In contrast to Philip, M came across as a man with a plan (or the guardian of it anyways). And a key take-away listening to M is that Philip did what they always tell leaders to do: hire someone who is NOT like YOU.

Which isn’t to say that Philip isn’t good at being organized or communicating in ways that the majority of humanity actually understands, it’s just to say that Mark (M Linden) clearly excels at that, even though he did a pretty decent job displaying his wandery/dreamy side through a slide show which he nonetheless compared to watching an hour of family vacation slides.

But let’s give M credit – he needed to show his “Grid cred” and prove that he knows how to terraform. Don’t worry M – you pass. Well, you pass in ONE way, although I’m sure all the coders out there will never respect you unless you can grok code or whatever it is that coders do, but we’re in that one together – I can only admire coders from afar myself, and am happy for the Philip’s of the world.

But the big take-aways from M didn’t have anything to do with the crash stats, or the growth in users, or the satisfaction scores from those user surveys they do – it had to do with his articulation of a broader strategy past the “hey we need to make the first hour easier” stuff.
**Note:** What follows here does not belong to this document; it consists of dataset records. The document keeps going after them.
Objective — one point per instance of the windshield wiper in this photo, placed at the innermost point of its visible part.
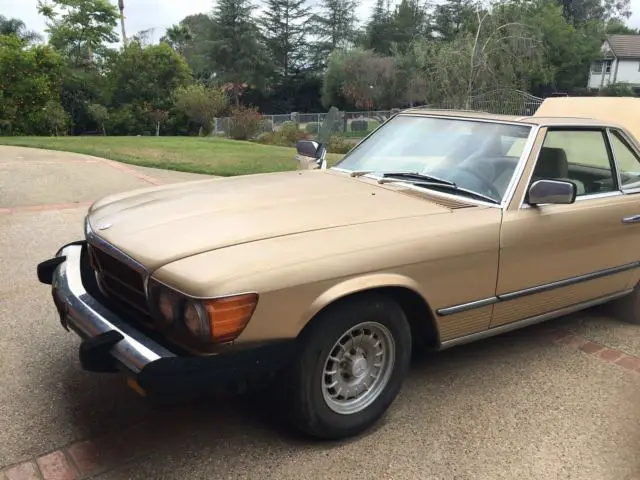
(422, 180)
(414, 176)
(464, 191)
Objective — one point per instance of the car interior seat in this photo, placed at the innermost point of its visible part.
(553, 165)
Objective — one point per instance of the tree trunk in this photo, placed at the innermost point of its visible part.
(124, 32)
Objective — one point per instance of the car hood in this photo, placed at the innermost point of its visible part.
(163, 224)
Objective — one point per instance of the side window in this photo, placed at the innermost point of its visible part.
(627, 160)
(580, 156)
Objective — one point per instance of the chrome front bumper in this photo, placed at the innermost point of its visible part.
(87, 317)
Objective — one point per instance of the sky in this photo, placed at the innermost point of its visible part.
(140, 14)
(160, 14)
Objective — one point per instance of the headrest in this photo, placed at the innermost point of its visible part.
(552, 163)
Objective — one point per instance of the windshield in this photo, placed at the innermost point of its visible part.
(476, 156)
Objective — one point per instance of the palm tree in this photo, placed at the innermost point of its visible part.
(124, 32)
(15, 26)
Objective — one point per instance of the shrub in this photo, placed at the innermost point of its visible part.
(359, 126)
(312, 127)
(338, 144)
(267, 138)
(245, 123)
(266, 125)
(289, 133)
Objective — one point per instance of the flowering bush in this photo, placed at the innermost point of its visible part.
(245, 123)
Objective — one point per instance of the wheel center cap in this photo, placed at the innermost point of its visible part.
(358, 366)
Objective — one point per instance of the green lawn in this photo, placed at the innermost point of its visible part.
(215, 156)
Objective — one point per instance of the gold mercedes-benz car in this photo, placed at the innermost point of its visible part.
(439, 228)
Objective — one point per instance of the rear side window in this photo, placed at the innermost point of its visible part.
(627, 160)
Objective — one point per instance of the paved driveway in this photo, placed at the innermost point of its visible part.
(535, 404)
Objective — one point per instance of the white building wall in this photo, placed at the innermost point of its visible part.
(628, 71)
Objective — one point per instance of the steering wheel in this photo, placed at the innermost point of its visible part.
(488, 186)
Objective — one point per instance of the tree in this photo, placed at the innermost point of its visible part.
(201, 104)
(378, 30)
(157, 116)
(15, 26)
(334, 25)
(198, 49)
(80, 28)
(55, 118)
(99, 114)
(408, 22)
(140, 80)
(498, 52)
(284, 33)
(30, 79)
(239, 57)
(122, 28)
(452, 17)
(360, 78)
(579, 12)
(178, 37)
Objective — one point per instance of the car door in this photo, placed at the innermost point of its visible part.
(557, 256)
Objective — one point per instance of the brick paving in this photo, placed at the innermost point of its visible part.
(87, 458)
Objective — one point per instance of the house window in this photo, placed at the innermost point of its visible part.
(597, 66)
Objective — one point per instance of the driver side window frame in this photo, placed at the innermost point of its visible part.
(604, 131)
(629, 142)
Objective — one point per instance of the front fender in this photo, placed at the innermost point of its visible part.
(355, 285)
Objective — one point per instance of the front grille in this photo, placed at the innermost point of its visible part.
(118, 280)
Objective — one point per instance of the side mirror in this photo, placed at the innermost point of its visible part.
(310, 155)
(307, 148)
(552, 191)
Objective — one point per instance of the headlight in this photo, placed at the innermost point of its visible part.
(168, 304)
(196, 320)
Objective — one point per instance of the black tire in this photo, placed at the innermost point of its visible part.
(308, 410)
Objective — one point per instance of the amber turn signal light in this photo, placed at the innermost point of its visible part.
(229, 316)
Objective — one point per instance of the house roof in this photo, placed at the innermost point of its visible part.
(624, 46)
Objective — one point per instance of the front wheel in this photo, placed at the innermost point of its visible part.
(351, 365)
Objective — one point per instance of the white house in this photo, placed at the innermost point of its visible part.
(620, 62)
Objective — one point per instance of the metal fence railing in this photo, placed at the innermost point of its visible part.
(504, 102)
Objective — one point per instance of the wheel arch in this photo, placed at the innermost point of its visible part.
(402, 290)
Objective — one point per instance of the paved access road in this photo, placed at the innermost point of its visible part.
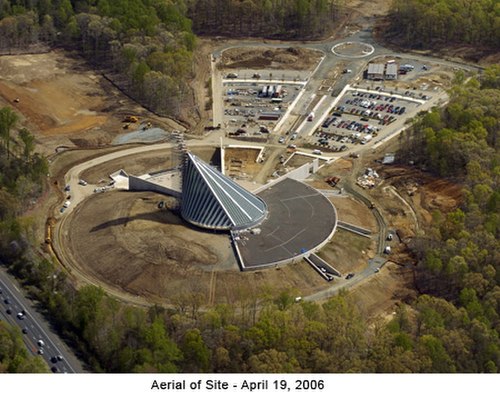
(34, 328)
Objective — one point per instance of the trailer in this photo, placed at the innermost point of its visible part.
(271, 90)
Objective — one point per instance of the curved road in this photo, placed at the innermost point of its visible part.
(35, 326)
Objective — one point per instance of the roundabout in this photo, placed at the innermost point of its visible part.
(352, 49)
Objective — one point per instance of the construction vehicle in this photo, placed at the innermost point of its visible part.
(332, 181)
(130, 119)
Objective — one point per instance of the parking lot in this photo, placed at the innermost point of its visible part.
(360, 116)
(252, 109)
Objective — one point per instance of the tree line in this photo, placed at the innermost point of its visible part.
(148, 44)
(424, 23)
(264, 18)
(452, 326)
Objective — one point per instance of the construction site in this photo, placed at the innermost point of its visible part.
(343, 224)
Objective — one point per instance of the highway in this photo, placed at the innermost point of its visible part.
(34, 328)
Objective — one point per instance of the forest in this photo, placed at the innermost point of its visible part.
(452, 326)
(291, 19)
(146, 45)
(440, 23)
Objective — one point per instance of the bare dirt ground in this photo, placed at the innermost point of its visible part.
(125, 241)
(352, 211)
(135, 165)
(422, 191)
(63, 102)
(241, 162)
(299, 160)
(291, 58)
(348, 252)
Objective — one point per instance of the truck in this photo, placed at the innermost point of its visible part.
(367, 138)
(130, 119)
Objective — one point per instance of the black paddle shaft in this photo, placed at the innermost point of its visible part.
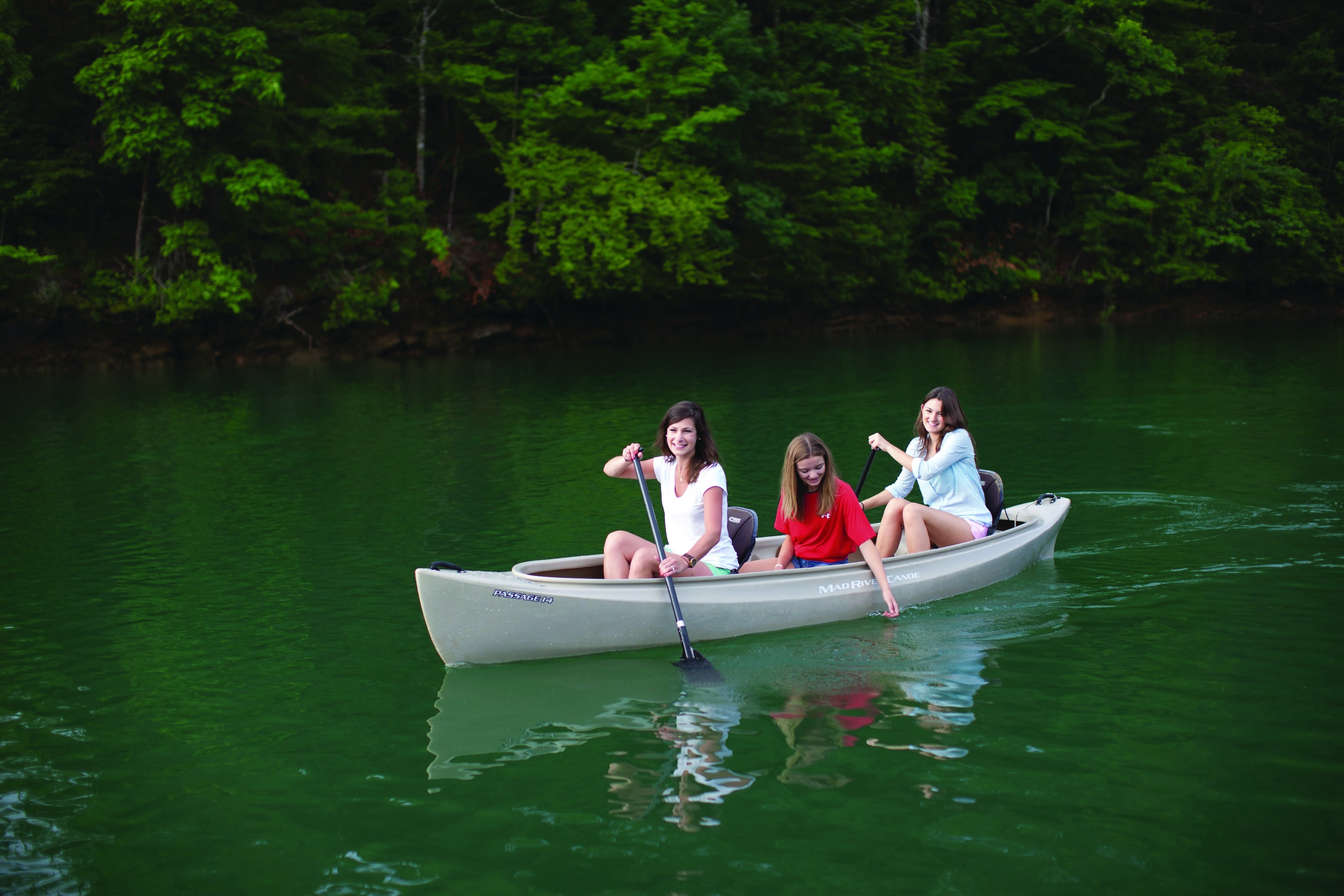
(687, 651)
(865, 476)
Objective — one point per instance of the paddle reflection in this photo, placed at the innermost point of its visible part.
(812, 695)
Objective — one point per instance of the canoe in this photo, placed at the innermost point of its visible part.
(564, 608)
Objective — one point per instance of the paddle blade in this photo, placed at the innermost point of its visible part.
(698, 669)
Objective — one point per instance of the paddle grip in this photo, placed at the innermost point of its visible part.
(687, 651)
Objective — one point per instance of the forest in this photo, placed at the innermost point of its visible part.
(181, 159)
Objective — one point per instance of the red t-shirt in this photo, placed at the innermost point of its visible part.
(830, 538)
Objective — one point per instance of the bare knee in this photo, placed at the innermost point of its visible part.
(646, 559)
(616, 542)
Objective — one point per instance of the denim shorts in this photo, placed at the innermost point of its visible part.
(807, 565)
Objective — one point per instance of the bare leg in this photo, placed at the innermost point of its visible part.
(644, 565)
(619, 551)
(893, 520)
(761, 566)
(925, 526)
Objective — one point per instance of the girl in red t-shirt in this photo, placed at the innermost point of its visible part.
(820, 518)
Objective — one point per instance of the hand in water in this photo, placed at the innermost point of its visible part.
(674, 565)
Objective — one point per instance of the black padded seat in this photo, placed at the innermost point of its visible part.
(994, 487)
(742, 531)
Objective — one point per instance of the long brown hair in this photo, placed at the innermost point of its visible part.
(953, 418)
(791, 484)
(706, 453)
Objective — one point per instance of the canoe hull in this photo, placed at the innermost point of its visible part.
(526, 615)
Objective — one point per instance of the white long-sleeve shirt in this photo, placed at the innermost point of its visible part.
(949, 481)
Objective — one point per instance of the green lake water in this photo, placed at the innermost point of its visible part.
(216, 679)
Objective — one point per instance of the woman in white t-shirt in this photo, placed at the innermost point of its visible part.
(695, 504)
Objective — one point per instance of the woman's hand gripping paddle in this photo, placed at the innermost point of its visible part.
(691, 661)
(865, 476)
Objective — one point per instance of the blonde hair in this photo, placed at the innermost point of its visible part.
(791, 484)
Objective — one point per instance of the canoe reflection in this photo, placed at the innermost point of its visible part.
(880, 690)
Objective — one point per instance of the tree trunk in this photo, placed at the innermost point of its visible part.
(420, 87)
(140, 217)
(452, 193)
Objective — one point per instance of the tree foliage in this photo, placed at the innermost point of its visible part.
(198, 156)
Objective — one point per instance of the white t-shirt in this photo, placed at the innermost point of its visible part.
(685, 515)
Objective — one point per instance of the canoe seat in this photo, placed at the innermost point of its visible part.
(742, 531)
(994, 487)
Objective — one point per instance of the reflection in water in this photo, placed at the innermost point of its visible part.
(525, 710)
(869, 685)
(694, 776)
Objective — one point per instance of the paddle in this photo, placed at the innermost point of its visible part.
(691, 660)
(865, 476)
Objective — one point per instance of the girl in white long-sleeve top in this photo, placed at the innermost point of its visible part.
(943, 459)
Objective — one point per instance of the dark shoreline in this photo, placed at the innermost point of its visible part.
(69, 339)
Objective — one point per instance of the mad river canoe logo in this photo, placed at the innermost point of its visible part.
(518, 595)
(854, 585)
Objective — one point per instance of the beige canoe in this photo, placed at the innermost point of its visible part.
(564, 608)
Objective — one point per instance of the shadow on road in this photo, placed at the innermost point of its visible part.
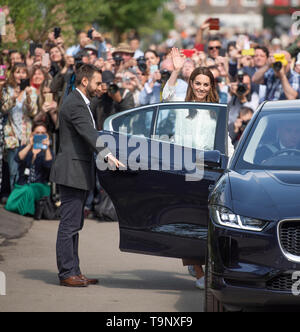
(48, 277)
(189, 298)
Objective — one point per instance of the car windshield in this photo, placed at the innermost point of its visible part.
(273, 143)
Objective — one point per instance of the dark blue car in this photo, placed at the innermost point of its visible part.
(253, 256)
(177, 197)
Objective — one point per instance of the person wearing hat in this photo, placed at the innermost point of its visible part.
(92, 51)
(123, 56)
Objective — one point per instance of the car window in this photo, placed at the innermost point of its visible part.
(137, 122)
(274, 142)
(190, 127)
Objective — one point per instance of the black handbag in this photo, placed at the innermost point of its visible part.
(46, 209)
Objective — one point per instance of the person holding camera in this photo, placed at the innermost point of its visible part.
(241, 95)
(123, 57)
(151, 94)
(115, 97)
(281, 82)
(19, 103)
(34, 163)
(237, 128)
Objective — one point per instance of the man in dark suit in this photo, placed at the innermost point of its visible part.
(74, 171)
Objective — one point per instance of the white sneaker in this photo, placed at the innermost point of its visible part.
(192, 271)
(200, 283)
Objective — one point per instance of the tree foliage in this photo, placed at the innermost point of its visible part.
(35, 18)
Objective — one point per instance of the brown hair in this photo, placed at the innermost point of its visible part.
(212, 96)
(11, 79)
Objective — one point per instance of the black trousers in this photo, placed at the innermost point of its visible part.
(72, 220)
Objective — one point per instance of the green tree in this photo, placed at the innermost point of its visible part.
(34, 19)
(143, 16)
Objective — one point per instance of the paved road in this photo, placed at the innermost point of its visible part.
(128, 282)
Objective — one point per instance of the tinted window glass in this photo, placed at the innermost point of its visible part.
(135, 123)
(191, 127)
(274, 142)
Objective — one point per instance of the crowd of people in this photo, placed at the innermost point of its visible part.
(245, 71)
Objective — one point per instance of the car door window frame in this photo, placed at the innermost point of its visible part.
(220, 144)
(148, 108)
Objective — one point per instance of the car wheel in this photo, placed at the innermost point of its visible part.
(211, 303)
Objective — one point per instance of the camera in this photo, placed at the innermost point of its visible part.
(280, 61)
(244, 125)
(242, 88)
(112, 88)
(142, 64)
(118, 60)
(165, 75)
(57, 32)
(277, 66)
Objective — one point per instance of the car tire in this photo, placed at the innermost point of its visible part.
(211, 303)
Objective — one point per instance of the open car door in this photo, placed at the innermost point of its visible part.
(173, 154)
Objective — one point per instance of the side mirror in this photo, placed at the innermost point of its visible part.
(214, 159)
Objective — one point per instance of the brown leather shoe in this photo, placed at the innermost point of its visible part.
(74, 281)
(89, 281)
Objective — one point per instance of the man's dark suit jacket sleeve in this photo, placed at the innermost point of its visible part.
(83, 125)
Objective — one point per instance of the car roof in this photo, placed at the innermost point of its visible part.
(281, 105)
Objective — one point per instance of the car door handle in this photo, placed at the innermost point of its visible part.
(129, 171)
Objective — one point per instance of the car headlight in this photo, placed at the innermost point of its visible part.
(225, 217)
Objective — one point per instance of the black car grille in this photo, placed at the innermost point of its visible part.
(289, 235)
(282, 283)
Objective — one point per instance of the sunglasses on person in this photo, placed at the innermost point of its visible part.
(214, 47)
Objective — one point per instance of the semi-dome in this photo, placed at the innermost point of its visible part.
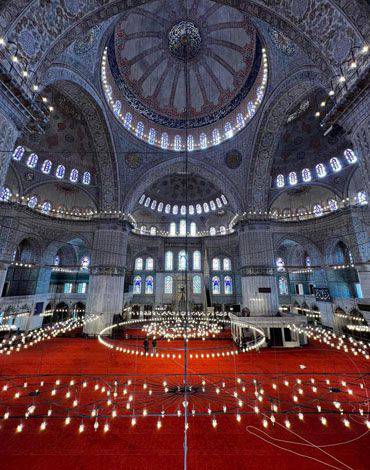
(195, 77)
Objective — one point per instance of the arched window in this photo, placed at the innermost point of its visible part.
(137, 285)
(283, 286)
(164, 140)
(320, 170)
(280, 264)
(127, 121)
(5, 194)
(293, 178)
(227, 264)
(216, 264)
(216, 288)
(350, 156)
(149, 285)
(139, 129)
(197, 261)
(190, 143)
(32, 202)
(335, 164)
(117, 107)
(168, 285)
(168, 261)
(151, 137)
(203, 141)
(139, 264)
(73, 177)
(362, 198)
(85, 262)
(32, 160)
(193, 229)
(306, 175)
(46, 167)
(60, 171)
(149, 264)
(177, 142)
(280, 181)
(333, 204)
(317, 210)
(18, 153)
(46, 207)
(228, 286)
(183, 262)
(182, 228)
(197, 284)
(173, 229)
(216, 136)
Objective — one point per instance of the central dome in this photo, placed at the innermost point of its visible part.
(164, 75)
(184, 40)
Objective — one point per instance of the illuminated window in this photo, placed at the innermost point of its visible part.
(182, 260)
(137, 285)
(182, 228)
(228, 286)
(151, 137)
(320, 170)
(149, 264)
(164, 140)
(5, 194)
(177, 142)
(227, 264)
(280, 183)
(293, 178)
(32, 202)
(333, 204)
(306, 175)
(216, 264)
(197, 284)
(73, 177)
(350, 156)
(32, 160)
(197, 261)
(168, 261)
(46, 167)
(193, 229)
(46, 207)
(216, 136)
(139, 264)
(203, 141)
(18, 153)
(317, 210)
(86, 178)
(216, 288)
(173, 229)
(139, 129)
(60, 171)
(149, 285)
(335, 164)
(168, 285)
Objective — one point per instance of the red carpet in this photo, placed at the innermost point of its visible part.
(232, 445)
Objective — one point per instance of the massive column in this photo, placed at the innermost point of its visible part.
(107, 274)
(258, 279)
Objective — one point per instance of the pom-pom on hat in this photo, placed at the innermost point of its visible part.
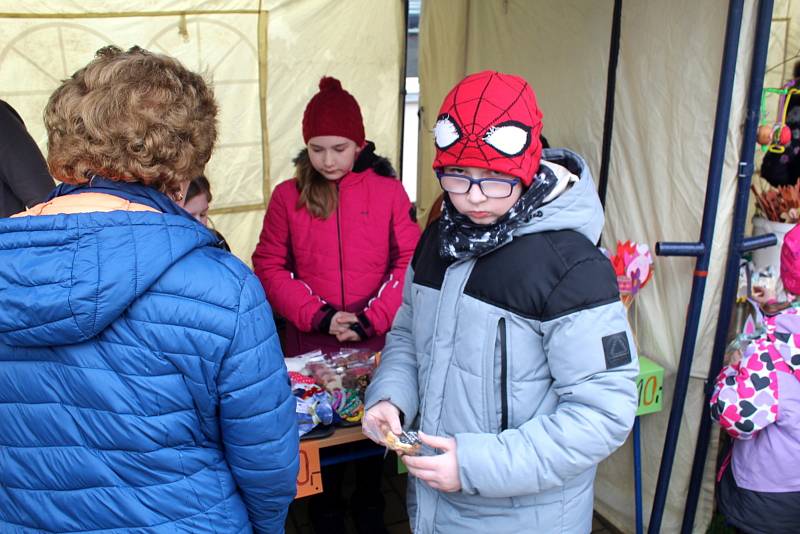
(333, 111)
(490, 120)
(790, 261)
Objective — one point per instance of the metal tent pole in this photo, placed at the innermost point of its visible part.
(737, 246)
(701, 250)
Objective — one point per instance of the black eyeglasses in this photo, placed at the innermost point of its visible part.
(490, 187)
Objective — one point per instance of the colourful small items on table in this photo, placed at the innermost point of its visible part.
(329, 390)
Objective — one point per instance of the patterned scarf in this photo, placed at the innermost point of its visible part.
(461, 238)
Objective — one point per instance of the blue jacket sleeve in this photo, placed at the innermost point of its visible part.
(257, 414)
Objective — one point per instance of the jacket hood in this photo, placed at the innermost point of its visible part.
(577, 208)
(65, 278)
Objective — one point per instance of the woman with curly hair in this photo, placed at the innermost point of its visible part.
(142, 386)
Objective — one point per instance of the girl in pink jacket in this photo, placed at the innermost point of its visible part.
(757, 401)
(332, 255)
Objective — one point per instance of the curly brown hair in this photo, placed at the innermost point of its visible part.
(132, 116)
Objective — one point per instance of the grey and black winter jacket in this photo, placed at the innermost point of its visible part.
(524, 355)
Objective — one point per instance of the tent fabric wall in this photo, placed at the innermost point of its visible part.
(263, 58)
(666, 95)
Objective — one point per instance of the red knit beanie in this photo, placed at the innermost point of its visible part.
(333, 111)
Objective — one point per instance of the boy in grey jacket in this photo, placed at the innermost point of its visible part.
(511, 352)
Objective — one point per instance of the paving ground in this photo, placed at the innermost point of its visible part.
(395, 516)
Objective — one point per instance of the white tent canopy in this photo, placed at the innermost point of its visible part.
(266, 57)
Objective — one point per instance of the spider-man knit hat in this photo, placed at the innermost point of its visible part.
(333, 111)
(790, 261)
(490, 120)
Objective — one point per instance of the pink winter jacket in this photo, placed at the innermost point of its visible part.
(355, 260)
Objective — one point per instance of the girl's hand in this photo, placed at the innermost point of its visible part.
(348, 335)
(340, 323)
(379, 419)
(441, 471)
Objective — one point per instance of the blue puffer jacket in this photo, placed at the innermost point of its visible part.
(142, 386)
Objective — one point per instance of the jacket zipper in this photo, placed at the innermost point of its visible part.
(339, 236)
(503, 375)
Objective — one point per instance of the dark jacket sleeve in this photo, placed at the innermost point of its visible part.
(22, 167)
(257, 414)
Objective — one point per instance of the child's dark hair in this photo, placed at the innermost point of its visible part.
(198, 186)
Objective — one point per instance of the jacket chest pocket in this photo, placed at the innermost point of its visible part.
(497, 374)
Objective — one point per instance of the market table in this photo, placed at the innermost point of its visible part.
(309, 477)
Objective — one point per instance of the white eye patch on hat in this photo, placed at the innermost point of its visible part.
(510, 138)
(446, 132)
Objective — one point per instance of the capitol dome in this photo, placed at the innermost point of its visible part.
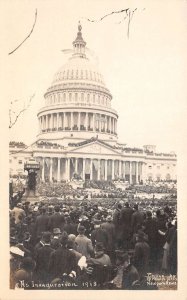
(78, 69)
(78, 100)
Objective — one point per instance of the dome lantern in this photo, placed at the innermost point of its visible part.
(79, 44)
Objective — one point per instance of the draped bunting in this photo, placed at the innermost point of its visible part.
(87, 166)
(96, 164)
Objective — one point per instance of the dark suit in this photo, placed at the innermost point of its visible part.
(137, 219)
(141, 257)
(125, 219)
(42, 263)
(99, 235)
(57, 220)
(41, 224)
(62, 261)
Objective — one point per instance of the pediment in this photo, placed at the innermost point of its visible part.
(95, 148)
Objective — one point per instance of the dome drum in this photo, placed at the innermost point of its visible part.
(78, 104)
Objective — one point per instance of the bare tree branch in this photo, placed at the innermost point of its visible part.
(27, 35)
(128, 14)
(12, 123)
(113, 12)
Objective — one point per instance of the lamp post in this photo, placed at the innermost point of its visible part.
(31, 166)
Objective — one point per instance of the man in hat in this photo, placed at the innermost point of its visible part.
(41, 223)
(84, 244)
(100, 256)
(127, 274)
(126, 218)
(70, 227)
(25, 272)
(99, 235)
(18, 211)
(137, 218)
(62, 260)
(151, 229)
(55, 241)
(109, 227)
(118, 226)
(42, 259)
(141, 254)
(57, 220)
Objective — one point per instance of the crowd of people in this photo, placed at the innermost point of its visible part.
(97, 243)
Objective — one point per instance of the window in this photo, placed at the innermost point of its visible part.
(76, 96)
(70, 96)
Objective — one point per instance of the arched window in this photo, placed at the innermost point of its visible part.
(70, 97)
(76, 97)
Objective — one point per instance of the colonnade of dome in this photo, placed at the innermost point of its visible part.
(77, 100)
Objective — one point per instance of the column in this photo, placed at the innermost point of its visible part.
(43, 169)
(112, 169)
(86, 121)
(105, 169)
(78, 121)
(65, 120)
(99, 123)
(62, 120)
(67, 168)
(124, 169)
(76, 165)
(130, 173)
(106, 124)
(71, 120)
(58, 170)
(57, 121)
(120, 169)
(52, 120)
(51, 170)
(136, 172)
(99, 169)
(83, 168)
(47, 121)
(91, 169)
(143, 171)
(94, 121)
(140, 168)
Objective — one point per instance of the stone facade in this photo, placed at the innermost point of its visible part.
(78, 132)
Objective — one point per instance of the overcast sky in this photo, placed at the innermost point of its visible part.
(145, 73)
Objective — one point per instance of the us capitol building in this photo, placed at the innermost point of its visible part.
(77, 135)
And that broader strategy seems to be fairly deeply based in the idea of bringing Second Life to more people using the tools of social media, and embedding it there, and building stuff to make that happen.

He was slightly non-specific but asked us to ponder what it would be like if you could enter Second Life without actually logging in – maybe you don’t have an avatar, but somehow you learn about a music event say, and you watch that event from the Web, and then decide to log in.

It’s a lot like our experiences with Metanomics in some ways, and our experiences with a group of accountants (FASRI) in another: give people a taste of what it’s like to be in world by participating in events from the Web, and maybe they’ll log on.

But his strategy was a bit broader, and seemed to include some kind of Facebook/Twitter/LinkedIn referral kind of idea, putting SL widgets and who knows what else out on the Web, and driving cross traffic and getting your friends to come in.

The big “IF” at the end of that however was “IF they don’t get massively frustrated in the first 10 minutes”.

Second Life needs to turn from a 5 HOUR orientation (get in, get around, find stuff, shop, meet people) to a 5 MINUTE orientation – by which they don’t just mean learning to walk, but instead mean getting yourself kitted out and embedded in a community.

We’ll see how that goes – tomorrow morning’s presentation by T Linden (Tom Hale) promises a reveal of the new viewer – or a screen shot at least, and I’ll be front row, because I’ve been placing a lot of faith in their ability to crack the puzzle of usability through the viewer.

There was more of course, and I live blogged a lot of it, but the combination of Philip’s multi-year billion person time horizon, and M’s practical ‘let’s get this moving and working and growing’ message was a pretty dynamic way to kick off the morning, and will set the tone of the next 12-16 months of ‘life on the Grid’ – a period that I think will see a tipping point (yeah, I know, I hate Gladwell, it’s true, but he didn’t invent the term) into a noticeable growth curve.